Yana menambahkan, di saat yang sama, aspal minyak Pertamina saat ini dinilai terlalu lunak bagi daerah tropis seperti Indonesia. Agar spesifikasi aspal sesuai dengan iklim tropis, aspal Buton kini dikaji untuk ditambahkan ke dalam aspal minyak Pertamina.
Upaya tersebut dilakukan dengan harapan meningkatkan kualitas aspal Pertamina. “Jika berhasil diaplikasikan, aspal Buton mampu menurunkan jumlah impor aspal juga,” terang Yana.

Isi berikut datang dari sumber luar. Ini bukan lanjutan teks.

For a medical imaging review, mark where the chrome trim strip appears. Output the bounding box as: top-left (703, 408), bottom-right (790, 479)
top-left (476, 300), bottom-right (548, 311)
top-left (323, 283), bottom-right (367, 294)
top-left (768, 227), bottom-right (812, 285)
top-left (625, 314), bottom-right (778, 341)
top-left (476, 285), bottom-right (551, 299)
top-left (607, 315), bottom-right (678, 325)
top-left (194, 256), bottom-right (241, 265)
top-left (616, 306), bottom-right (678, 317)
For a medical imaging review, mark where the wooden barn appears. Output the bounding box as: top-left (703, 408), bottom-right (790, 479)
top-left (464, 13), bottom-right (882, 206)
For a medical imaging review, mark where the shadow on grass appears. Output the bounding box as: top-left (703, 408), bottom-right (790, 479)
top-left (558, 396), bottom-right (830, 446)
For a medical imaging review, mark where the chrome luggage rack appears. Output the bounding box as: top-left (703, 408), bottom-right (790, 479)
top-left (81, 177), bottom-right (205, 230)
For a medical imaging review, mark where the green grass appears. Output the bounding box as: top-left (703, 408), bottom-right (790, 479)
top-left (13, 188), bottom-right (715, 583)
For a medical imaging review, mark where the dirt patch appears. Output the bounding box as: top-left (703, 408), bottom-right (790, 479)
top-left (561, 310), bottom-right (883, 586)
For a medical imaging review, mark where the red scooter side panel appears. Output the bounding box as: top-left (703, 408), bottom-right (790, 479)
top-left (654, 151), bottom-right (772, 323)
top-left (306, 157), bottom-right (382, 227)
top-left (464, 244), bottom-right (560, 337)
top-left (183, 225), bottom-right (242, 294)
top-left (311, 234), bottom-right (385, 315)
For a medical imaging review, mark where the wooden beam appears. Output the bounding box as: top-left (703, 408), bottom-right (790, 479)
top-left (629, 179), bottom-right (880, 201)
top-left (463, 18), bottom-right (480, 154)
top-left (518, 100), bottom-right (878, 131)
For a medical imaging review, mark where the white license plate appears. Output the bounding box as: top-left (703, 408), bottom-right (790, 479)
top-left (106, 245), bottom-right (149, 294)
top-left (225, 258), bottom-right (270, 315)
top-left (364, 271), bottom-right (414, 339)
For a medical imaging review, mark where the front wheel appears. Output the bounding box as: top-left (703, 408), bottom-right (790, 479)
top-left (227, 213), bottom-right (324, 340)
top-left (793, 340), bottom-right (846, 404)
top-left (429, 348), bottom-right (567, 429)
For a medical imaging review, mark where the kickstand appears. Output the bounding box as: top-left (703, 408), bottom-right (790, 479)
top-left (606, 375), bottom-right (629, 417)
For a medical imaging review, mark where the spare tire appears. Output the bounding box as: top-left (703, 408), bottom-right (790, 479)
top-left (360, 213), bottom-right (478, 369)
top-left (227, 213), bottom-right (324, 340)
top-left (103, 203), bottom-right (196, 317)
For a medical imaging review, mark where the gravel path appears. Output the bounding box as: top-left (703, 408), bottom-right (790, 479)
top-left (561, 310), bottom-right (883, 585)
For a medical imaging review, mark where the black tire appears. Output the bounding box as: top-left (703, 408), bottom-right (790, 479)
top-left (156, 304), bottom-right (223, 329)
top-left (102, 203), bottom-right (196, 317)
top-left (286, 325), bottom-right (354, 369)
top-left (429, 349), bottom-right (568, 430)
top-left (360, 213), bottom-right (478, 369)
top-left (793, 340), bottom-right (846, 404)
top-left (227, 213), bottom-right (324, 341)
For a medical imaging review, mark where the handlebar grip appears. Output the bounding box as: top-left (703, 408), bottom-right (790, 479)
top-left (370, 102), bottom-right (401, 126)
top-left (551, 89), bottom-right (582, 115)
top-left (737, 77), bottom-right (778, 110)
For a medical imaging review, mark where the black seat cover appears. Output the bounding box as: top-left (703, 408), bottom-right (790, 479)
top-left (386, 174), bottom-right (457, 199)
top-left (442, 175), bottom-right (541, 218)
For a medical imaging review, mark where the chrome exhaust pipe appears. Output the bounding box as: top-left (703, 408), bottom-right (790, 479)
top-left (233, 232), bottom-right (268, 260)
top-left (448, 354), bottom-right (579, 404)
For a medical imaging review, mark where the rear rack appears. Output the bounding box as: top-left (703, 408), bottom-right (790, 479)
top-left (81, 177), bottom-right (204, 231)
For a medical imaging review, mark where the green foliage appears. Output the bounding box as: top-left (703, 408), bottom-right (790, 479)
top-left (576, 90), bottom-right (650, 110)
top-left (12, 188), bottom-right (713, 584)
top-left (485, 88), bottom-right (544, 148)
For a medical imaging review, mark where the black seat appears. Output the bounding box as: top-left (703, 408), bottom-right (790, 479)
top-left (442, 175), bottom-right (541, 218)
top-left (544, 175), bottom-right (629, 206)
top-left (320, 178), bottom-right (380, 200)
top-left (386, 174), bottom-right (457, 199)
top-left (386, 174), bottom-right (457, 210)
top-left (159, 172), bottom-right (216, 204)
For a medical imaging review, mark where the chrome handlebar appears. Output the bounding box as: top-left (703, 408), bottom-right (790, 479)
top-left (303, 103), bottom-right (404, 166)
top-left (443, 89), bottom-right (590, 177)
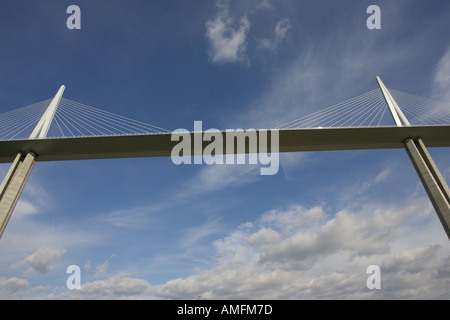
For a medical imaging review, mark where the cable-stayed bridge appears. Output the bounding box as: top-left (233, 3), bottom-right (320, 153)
top-left (0, 77), bottom-right (450, 239)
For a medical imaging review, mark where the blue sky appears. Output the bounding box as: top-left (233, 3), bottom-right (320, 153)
top-left (0, 0), bottom-right (450, 299)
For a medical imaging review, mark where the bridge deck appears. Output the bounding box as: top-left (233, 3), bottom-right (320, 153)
top-left (0, 126), bottom-right (450, 163)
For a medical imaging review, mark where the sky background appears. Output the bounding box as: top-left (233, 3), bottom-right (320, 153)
top-left (0, 0), bottom-right (450, 299)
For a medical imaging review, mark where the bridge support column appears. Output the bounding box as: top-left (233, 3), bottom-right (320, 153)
top-left (404, 138), bottom-right (450, 240)
top-left (0, 153), bottom-right (36, 237)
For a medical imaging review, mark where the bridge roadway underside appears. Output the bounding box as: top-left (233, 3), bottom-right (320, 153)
top-left (0, 126), bottom-right (450, 163)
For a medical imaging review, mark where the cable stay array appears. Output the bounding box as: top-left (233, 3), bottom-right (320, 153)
top-left (0, 98), bottom-right (171, 140)
top-left (0, 89), bottom-right (450, 140)
top-left (277, 89), bottom-right (450, 129)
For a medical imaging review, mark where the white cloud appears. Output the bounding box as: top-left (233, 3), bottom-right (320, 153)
top-left (0, 277), bottom-right (29, 298)
top-left (259, 18), bottom-right (292, 52)
top-left (206, 2), bottom-right (250, 64)
top-left (14, 247), bottom-right (66, 274)
top-left (67, 273), bottom-right (151, 300)
top-left (94, 254), bottom-right (116, 278)
top-left (9, 198), bottom-right (450, 299)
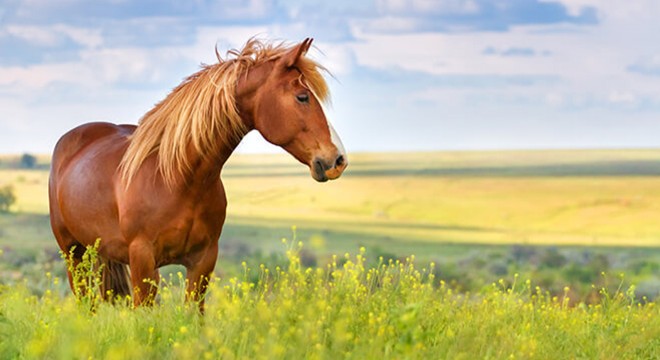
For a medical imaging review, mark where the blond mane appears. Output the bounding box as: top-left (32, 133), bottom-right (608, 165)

Pada Desember 2019, RTC telah selesai melakukan uji gelar hasil riset aspal Buton di salah satu jalan raya provinsi di Maros, Makassar. Uji gelar dilakukan bekerja sama dengan WIKA Bitumen dan Pusat Jalan dan Jembatan (Pusjatan), Direktorat Jenderal Binamarga Pekerjaan Umum.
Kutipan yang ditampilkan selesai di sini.